Elle a mieux géré mentalement. Elle voulait gagner à tout prix, qu’importe la manière. Elle devait juste gagner le dernier point. Quand la rencontre s’est crispée, elle a toujours trouvé la solution.
En 2003, elles se sont affrontées à huit reprises dont six fois en finale…
C’est fou ! C’est énorme. C’est inimaginable. Elles ont gagné tant de tournois en 2003. Elles ont survolé la saison. À la fin, elles ne sont séparées que de trente ou quarante points au classement de la WTA. La troisième avait moins de la moitié de leurs points. Justine a remporté les deux matchs les plus importants, les deux finales en Grand Chelem. La régularité de ces deux championnes était remarquable. On ne voit plus ça aujourd’hui.
À l’US Open, Justine a, en effet, encore battu Kim en finale… Une suite logique ?
Ce titre était tout sauf facile. Elle avait pris un ascendant psychologique sur Kim. En demi-finale, elle avait battu Capriati au terme d’un marathon éprouvant. Elle était revenue de nulle part dans le match. Elle avait rejoint son lit à 3 h alors qu’elle jouait le lendemain à 20 h. Durant l’échauffement, elle ne pouvait pas taper quatre balles de suite sans ressentir des raideurs musculaires. Elle ne bougeait plus. Je me souviens qu’elle m’avait dit que ce n’était pas ça qui l’empêcherait de gagner.
Sur la saison 2003, Justine Henin évoluait-elle un ton plus haut que Kim Clijsters ?
Je regarde sur l’ensemble de leur carrière. Justine n’avait pas le même bagage physique au départ. Elle s’est forgé le plus beau des palmarès. Sa médaille d’or olympique, ses sept titres en Major et ses trois années finies à la première place mondiale signifient beaucoup. Elle a fait la différence sur un plan mental.

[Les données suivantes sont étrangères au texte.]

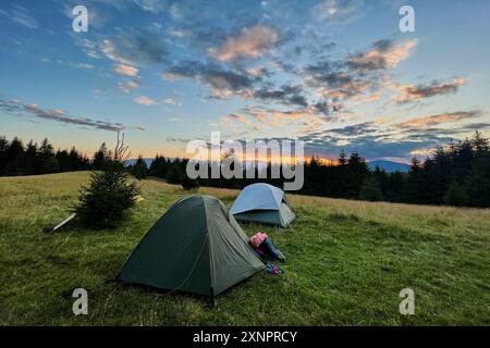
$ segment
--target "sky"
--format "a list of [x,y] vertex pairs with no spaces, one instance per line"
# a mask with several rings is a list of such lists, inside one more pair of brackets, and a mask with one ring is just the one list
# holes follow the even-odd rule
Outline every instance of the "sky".
[[2,0],[0,136],[91,156],[119,130],[151,158],[219,130],[408,162],[490,135],[489,42],[483,0]]

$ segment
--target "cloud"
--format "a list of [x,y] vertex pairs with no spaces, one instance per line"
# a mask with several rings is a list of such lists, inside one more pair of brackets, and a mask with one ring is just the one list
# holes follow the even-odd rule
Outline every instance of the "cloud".
[[130,80],[127,83],[119,83],[118,88],[121,89],[123,92],[128,94],[133,89],[139,87],[139,84],[135,80]]
[[137,63],[163,63],[167,50],[162,37],[147,29],[127,29],[101,44],[103,54],[119,63],[134,65]]
[[314,15],[328,25],[350,24],[364,14],[364,0],[323,0],[314,7]]
[[95,66],[93,64],[88,64],[88,63],[70,63],[70,65],[74,66],[74,67],[78,67],[78,69],[84,69],[84,70],[93,70],[95,69]]
[[232,96],[246,96],[247,91],[260,80],[246,72],[223,69],[216,64],[204,64],[196,61],[182,61],[164,72],[167,79],[196,78],[211,87],[212,98],[229,98]]
[[449,83],[433,82],[431,85],[406,85],[399,86],[400,95],[393,98],[396,103],[416,102],[421,99],[431,98],[436,96],[443,96],[455,94],[460,87],[467,84],[467,79],[455,77]]
[[24,103],[20,100],[8,100],[2,97],[0,97],[0,110],[13,115],[28,114],[37,119],[49,120],[71,125],[78,125],[93,129],[103,129],[114,132],[124,129],[124,126],[120,123],[110,123],[88,117],[72,116],[65,110],[41,109],[36,104]]
[[147,96],[137,97],[134,101],[137,104],[140,104],[140,105],[144,105],[144,107],[152,107],[152,105],[157,104],[157,102],[155,100],[152,100],[151,98],[149,98]]
[[270,52],[279,40],[279,34],[264,25],[244,28],[243,32],[229,37],[220,47],[209,49],[212,58],[221,62],[231,62],[240,59],[257,59]]
[[142,10],[151,12],[152,14],[160,14],[166,10],[166,3],[161,0],[133,0]]
[[248,120],[246,116],[238,114],[238,113],[231,113],[231,114],[222,117],[222,121],[224,123],[228,123],[230,121],[237,121],[237,122],[241,122],[246,125],[249,125],[252,123],[250,120]]
[[481,111],[458,111],[452,113],[441,113],[437,115],[421,116],[406,122],[397,123],[400,128],[427,128],[449,122],[456,122],[461,120],[475,119],[481,116]]
[[380,40],[372,45],[371,50],[351,55],[347,59],[347,66],[358,72],[394,69],[411,55],[412,50],[416,46],[416,39],[409,39],[400,44],[394,44],[391,40]]
[[126,64],[118,64],[114,67],[114,72],[117,72],[118,74],[121,75],[125,75],[125,76],[136,76],[138,74],[138,70],[132,65],[126,65]]
[[12,7],[12,11],[9,16],[12,18],[12,21],[29,29],[37,29],[39,26],[36,18],[28,13],[27,9],[17,4],[14,4]]

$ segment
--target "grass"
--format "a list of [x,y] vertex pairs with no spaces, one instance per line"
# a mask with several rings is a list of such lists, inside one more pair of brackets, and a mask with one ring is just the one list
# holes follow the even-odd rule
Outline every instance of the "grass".
[[[183,190],[142,182],[133,216],[115,231],[42,227],[69,214],[88,173],[0,178],[1,325],[489,325],[490,210],[368,203],[290,195],[298,219],[268,233],[285,273],[259,273],[217,298],[105,281]],[[236,190],[201,188],[230,206]],[[72,291],[88,290],[88,315]],[[399,293],[415,291],[415,315]]]

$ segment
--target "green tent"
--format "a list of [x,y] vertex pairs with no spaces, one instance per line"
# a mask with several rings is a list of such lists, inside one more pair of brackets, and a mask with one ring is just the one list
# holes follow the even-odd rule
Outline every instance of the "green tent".
[[181,199],[157,221],[118,279],[212,297],[264,268],[224,204],[199,195]]

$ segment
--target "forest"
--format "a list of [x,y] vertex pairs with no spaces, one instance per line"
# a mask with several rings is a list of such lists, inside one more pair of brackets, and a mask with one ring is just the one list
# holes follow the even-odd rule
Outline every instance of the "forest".
[[[38,175],[71,171],[103,170],[110,150],[105,144],[87,158],[73,147],[54,151],[48,139],[40,145],[24,146],[17,137],[0,137],[0,176]],[[148,176],[163,178],[192,189],[198,186],[243,188],[255,182],[282,186],[283,178],[199,178],[186,176],[186,159],[157,154],[149,167],[138,160],[127,170],[138,179]],[[270,173],[272,164],[267,166]],[[208,169],[210,171],[210,167]],[[264,174],[264,173],[262,173]],[[245,175],[244,175],[245,176]],[[255,177],[258,177],[256,175]],[[270,177],[270,175],[267,175]],[[388,173],[380,167],[369,170],[360,153],[339,154],[338,164],[327,165],[313,157],[305,165],[305,184],[298,194],[369,201],[455,207],[490,207],[490,144],[476,132],[470,139],[440,146],[419,161],[412,159],[408,173]]]

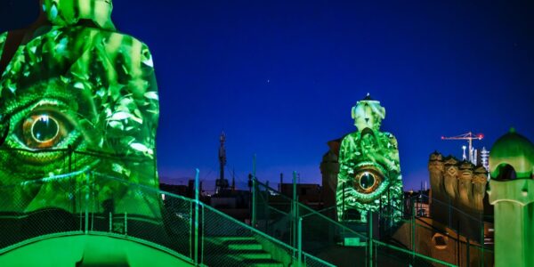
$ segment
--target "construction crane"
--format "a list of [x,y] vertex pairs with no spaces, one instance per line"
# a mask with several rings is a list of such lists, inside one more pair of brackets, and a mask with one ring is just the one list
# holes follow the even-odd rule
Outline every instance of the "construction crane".
[[473,134],[471,132],[469,132],[467,134],[460,134],[457,136],[452,136],[452,137],[441,136],[441,140],[467,140],[467,142],[469,142],[469,161],[471,161],[473,164],[475,162],[474,162],[474,155],[473,153],[473,140],[482,140],[482,138],[484,138],[484,134]]

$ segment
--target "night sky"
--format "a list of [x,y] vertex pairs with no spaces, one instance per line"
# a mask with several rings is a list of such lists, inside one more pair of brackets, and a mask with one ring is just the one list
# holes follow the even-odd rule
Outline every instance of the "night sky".
[[[30,23],[35,2],[2,1],[0,30]],[[113,20],[154,56],[163,182],[195,167],[216,179],[224,131],[241,188],[255,153],[260,181],[320,183],[327,142],[356,130],[351,108],[370,93],[418,189],[431,152],[461,157],[442,135],[482,133],[474,145],[490,149],[514,126],[534,141],[533,13],[529,1],[116,0]]]

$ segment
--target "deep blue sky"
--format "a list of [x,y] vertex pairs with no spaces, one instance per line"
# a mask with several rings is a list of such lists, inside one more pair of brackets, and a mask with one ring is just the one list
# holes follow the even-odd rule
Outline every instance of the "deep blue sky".
[[[4,2],[2,30],[36,13],[22,8],[35,0]],[[475,146],[490,148],[514,126],[534,141],[529,1],[114,4],[117,28],[154,56],[164,182],[183,182],[195,167],[214,180],[224,130],[228,166],[240,180],[256,153],[262,181],[280,172],[288,181],[295,170],[320,183],[326,142],[355,130],[351,108],[367,93],[386,109],[383,129],[399,141],[406,189],[427,179],[434,150],[461,156],[464,143],[441,135],[483,133]]]

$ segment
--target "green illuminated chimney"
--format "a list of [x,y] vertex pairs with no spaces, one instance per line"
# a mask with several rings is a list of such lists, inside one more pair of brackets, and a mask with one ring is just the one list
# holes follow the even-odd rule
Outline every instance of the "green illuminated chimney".
[[534,145],[514,129],[490,154],[495,266],[534,266]]

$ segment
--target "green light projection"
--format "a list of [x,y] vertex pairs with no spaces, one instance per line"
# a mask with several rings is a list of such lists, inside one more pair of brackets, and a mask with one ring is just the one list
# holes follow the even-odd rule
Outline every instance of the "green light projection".
[[[0,186],[91,169],[158,188],[159,105],[149,48],[115,30],[110,0],[41,4],[41,16],[34,25],[0,35],[0,54],[11,57],[0,80],[0,140],[5,139],[0,150]],[[13,46],[17,34],[22,37],[8,54],[4,46]],[[81,152],[73,164],[66,164],[68,153],[51,151],[68,149]],[[59,190],[53,187],[61,186],[47,184],[26,191],[3,190],[0,211],[51,206],[72,211],[61,201],[43,200],[57,198],[54,192]],[[160,216],[158,196],[135,195],[117,184],[95,181],[95,198],[112,203],[117,213]]]
[[395,137],[380,131],[384,117],[385,109],[368,94],[352,108],[358,131],[343,139],[339,151],[336,206],[340,221],[367,222],[368,211],[376,211],[381,202],[384,206],[396,207],[390,212],[400,213],[399,150]]
[[490,171],[495,266],[534,266],[534,144],[512,128],[493,144]]

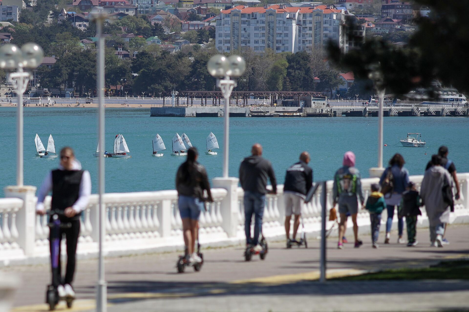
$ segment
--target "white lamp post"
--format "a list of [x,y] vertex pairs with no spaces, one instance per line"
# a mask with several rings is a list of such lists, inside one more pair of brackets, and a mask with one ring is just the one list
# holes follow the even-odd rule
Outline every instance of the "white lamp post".
[[[10,72],[7,80],[13,82],[18,95],[16,114],[16,185],[23,186],[23,94],[28,83],[32,77],[31,73],[24,69],[34,69],[41,65],[44,53],[36,44],[26,44],[20,50],[14,44],[5,44],[0,48],[0,68]],[[14,71],[16,70],[15,72]]]
[[238,55],[227,57],[222,54],[214,55],[207,63],[207,69],[217,79],[217,86],[220,88],[225,98],[225,133],[223,146],[223,177],[228,177],[228,145],[229,143],[229,99],[233,88],[237,85],[232,78],[241,77],[246,69],[244,59]]

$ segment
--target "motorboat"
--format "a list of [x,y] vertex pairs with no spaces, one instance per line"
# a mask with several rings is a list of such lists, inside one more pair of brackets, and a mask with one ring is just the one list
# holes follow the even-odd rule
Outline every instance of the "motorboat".
[[44,145],[37,133],[36,134],[36,138],[34,138],[34,144],[36,145],[36,156],[38,157],[44,155],[45,149],[44,148]]
[[217,140],[216,137],[212,132],[210,132],[210,134],[207,137],[206,147],[207,151],[205,152],[205,155],[217,155],[217,152],[213,152],[212,150],[220,147],[218,146],[218,141]]
[[55,144],[52,135],[51,134],[49,136],[49,140],[47,141],[47,149],[46,150],[44,154],[41,156],[41,158],[57,158],[58,157],[59,155],[55,154]]
[[153,138],[152,144],[153,145],[153,156],[155,157],[161,157],[163,155],[163,153],[158,152],[166,150],[166,146],[165,146],[165,143],[163,142],[163,139],[161,138],[161,137],[158,133]]
[[[416,137],[412,137],[416,135]],[[420,139],[418,139],[420,136]],[[404,147],[424,147],[426,142],[422,140],[422,134],[420,133],[408,133],[407,138],[401,140],[401,144]]]
[[[189,140],[189,138],[188,139]],[[190,143],[190,141],[189,142]],[[179,136],[179,134],[177,133],[173,138],[172,145],[173,152],[171,153],[171,156],[187,156],[187,153],[186,152],[187,149],[186,148],[186,145],[184,145],[184,142],[182,142],[181,137]]]
[[130,158],[132,156],[127,153],[130,152],[124,136],[118,134],[114,140],[114,152],[107,155],[114,158]]

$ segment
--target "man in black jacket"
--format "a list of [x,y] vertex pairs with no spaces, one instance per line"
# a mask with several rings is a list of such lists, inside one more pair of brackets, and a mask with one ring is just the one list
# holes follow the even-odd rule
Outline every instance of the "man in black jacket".
[[304,204],[306,194],[313,184],[313,169],[308,166],[310,154],[303,152],[300,155],[300,161],[287,169],[285,182],[283,185],[283,197],[285,204],[285,232],[287,245],[290,239],[290,220],[295,215],[293,223],[293,240],[300,226],[300,217]]
[[[252,155],[245,158],[239,167],[239,181],[244,190],[244,230],[247,246],[254,246],[255,251],[260,251],[259,234],[262,226],[262,216],[265,203],[265,194],[277,194],[277,181],[272,165],[262,158],[262,146],[256,143],[251,150]],[[272,190],[268,191],[267,178],[270,179]],[[255,215],[254,236],[251,239],[251,219]]]

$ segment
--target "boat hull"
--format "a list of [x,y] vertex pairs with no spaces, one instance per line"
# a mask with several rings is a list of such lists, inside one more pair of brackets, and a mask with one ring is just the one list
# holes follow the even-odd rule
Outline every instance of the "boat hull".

Et si vous remontiez dans le temps, au 1er janvier 2003, que diriez-vous au Carlos Rodriguez de l’époque ?
La question est difficile. Par rapport à la saison 2003, je me dirais : “Wouaw ! Comment as-tu fait pour tirer une joueuse à ce niveau durant toute la saison ?” J’ai fait partie de ce magnifique projet. C’est immense. Quand tu es dedans, tu trouves que tout est normal.